Some woman wanted me to stay a week with her to help her in her garden to gather in vegetables and can them, to help with her house work and wash cans. The skin was coming off my hands. I was busy from morning till night. I was only a kid about 14 years old and I got tired and went home in 3 days. I guess I was a little homesick too. Anyway she give me a dollar for 3 days work. My sister stayed with a woman for $2.50 a week. She also carried the mail for the same people and I carried it some. We had to ride horseback and go over two hills, one was really steep. It was probably a 12-15 mile trip. I think it paid 75 cents a day, maybe a little more. No one got much money for what you done back then.Me, my Dad and sister hoed corn all day for $2.25, we all 3 cut corn for 8 cents a fodder shock. I picked strawberries for people for 5 cents a quart. It is a wonder I'm not rich for all the money I made in my life....ha ha...Me, my sister and some more kids used to play in the pasture field and we pretended we were sheep, we would pick and chew "sheepshire". I guess we eat some of it too. One girl told me I was her pet sheep and she picked it for me and put it on a rock for me to eat so I wouldn't have to.
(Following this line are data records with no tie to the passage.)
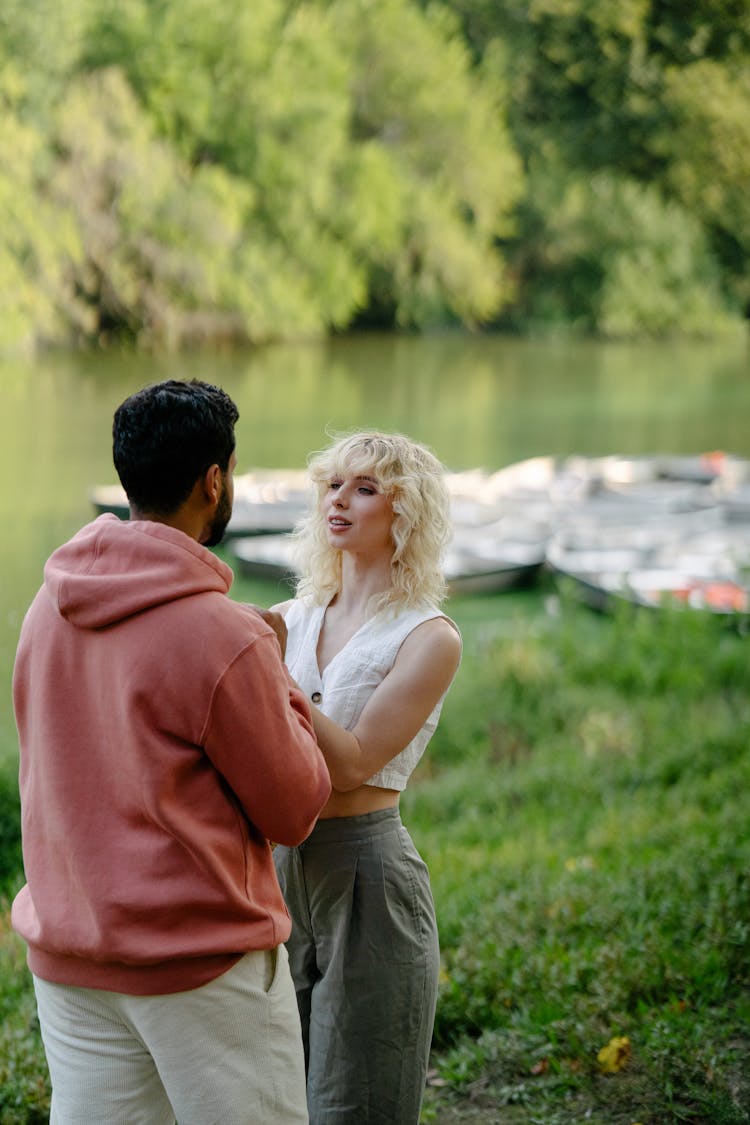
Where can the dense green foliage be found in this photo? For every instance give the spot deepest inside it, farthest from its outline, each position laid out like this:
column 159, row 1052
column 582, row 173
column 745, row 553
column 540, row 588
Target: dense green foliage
column 177, row 171
column 583, row 808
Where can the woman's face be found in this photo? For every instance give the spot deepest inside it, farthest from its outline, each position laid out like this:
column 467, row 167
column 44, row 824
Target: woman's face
column 359, row 515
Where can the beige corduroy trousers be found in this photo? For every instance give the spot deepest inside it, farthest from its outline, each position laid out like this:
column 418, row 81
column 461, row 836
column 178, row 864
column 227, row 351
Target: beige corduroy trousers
column 227, row 1053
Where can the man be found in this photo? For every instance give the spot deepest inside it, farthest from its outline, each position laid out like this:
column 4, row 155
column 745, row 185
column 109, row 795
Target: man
column 162, row 746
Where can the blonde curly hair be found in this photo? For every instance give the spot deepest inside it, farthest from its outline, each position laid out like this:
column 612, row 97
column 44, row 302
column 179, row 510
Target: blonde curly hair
column 414, row 480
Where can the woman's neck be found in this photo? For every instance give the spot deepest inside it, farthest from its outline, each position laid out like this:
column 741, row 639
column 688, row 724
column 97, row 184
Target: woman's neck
column 360, row 582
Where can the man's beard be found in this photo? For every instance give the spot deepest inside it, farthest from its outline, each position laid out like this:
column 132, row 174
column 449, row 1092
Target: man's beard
column 222, row 516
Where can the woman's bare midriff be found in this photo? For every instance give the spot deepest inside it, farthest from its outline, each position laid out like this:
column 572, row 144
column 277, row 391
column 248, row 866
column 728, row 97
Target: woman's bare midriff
column 359, row 801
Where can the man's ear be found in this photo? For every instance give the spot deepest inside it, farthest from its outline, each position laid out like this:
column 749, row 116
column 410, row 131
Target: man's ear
column 213, row 483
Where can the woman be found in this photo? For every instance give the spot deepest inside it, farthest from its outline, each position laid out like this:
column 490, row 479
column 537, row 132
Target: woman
column 370, row 647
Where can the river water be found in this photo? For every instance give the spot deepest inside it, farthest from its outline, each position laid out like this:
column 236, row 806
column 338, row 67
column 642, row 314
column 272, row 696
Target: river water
column 477, row 401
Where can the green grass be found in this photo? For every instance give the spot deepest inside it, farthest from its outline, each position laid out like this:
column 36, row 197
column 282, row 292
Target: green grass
column 584, row 812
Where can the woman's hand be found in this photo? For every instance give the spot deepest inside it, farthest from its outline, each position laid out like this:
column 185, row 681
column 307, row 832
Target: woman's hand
column 277, row 622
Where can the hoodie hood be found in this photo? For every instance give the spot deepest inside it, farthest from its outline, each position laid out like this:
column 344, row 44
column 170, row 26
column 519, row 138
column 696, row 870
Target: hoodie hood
column 113, row 569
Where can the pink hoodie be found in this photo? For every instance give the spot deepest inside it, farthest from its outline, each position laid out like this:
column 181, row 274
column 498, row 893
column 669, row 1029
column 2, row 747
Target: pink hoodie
column 162, row 745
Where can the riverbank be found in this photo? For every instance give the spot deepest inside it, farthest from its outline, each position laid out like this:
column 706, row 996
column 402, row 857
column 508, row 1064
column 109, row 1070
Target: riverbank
column 583, row 809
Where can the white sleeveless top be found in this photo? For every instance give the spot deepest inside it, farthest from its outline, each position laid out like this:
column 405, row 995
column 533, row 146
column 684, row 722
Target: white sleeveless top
column 355, row 671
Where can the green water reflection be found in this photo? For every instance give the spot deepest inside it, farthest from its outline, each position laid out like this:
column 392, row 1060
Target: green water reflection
column 477, row 401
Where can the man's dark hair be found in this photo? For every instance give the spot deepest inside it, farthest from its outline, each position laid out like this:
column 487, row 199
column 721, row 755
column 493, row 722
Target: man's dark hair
column 166, row 437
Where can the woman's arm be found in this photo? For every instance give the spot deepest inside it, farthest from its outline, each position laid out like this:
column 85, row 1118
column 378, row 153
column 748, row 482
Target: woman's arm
column 397, row 710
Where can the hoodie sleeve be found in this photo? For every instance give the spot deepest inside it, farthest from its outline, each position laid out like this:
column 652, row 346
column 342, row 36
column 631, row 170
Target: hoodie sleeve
column 260, row 737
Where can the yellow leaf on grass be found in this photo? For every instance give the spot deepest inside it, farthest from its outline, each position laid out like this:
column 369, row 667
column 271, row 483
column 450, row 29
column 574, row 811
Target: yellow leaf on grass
column 614, row 1055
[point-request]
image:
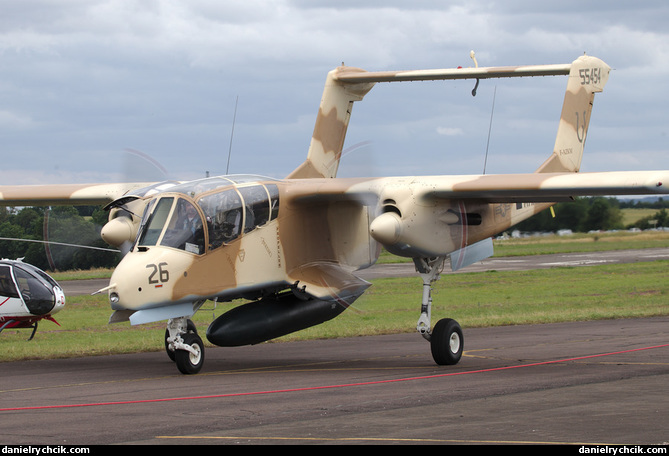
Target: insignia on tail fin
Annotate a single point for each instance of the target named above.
(587, 76)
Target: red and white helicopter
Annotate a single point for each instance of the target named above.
(28, 295)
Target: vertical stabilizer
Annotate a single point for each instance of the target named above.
(587, 76)
(329, 134)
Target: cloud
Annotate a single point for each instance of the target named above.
(82, 80)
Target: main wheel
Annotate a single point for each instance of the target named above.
(187, 362)
(447, 342)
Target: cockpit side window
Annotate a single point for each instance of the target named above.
(273, 191)
(224, 214)
(156, 222)
(256, 204)
(184, 229)
(37, 296)
(174, 223)
(7, 287)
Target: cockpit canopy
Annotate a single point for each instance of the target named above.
(219, 214)
(30, 284)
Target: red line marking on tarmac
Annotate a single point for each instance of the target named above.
(315, 388)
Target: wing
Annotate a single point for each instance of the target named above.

When our baby sister was born, me and my older sister would argue who would get to carry her when we went somewhere. But that got old to me, but it didn't to my older sister, for she loved her so much. She spoiled her to death and kept it up as long as she lived. I loved her but I didn't want to do all that she wanted me to. We had an old rooster that would fight and I was afraid to go outside till the chickens went to roost. My sister would fight with it, and that made it that much worse. My uncle had one that would fight too and I wouldn't go there by myself. One jumped on my Mom and on my little cousin and he said "I thought I'd stumped him". I know we all had a good laugh out of that whatever it meant. One year we went to Grandma and Grandpa's in Ohio, Grandma was operated on, and we stayed awhile so Mom could help Grandma. There was a drought and all our garden stuff died. We had a rough time that winter with no vegetables to can or pickle. Mom pickled a half of a lard can of beans while we were at Grandma's out of her garden. Me and my older sister Alta were real small then.
One year later me, Mom, my aunt and two cousins went to vast Grandma and Grandpa again...... We would go out to the road and pick up pretty gravels and brought them home with us. We didn't have nay gravels on our roads, they were just mud. In the winter time, cars couldn't get to our house If we were having company, Dad would go a mile to the mouth of the hollow where we lived and get them in the wagon. We would have young chickens and when someone come to stay all night, Mom would get up early, kill one and skin it and fry it for breakfast and make gravy. Before we got a radio we would go to my uncle's house on Saturday night to listen to the Grand Ole Opery. Before we got a TV we would go to the neighbor's houses to watch wrestling, boxing and Lester Flatt and Earl Scruggs. We visited our neighbors almost every night or they visited us. All us kids would be running and playing. We had a dog that would play ball with us. She would run and get the ball and bring back to us to throw again.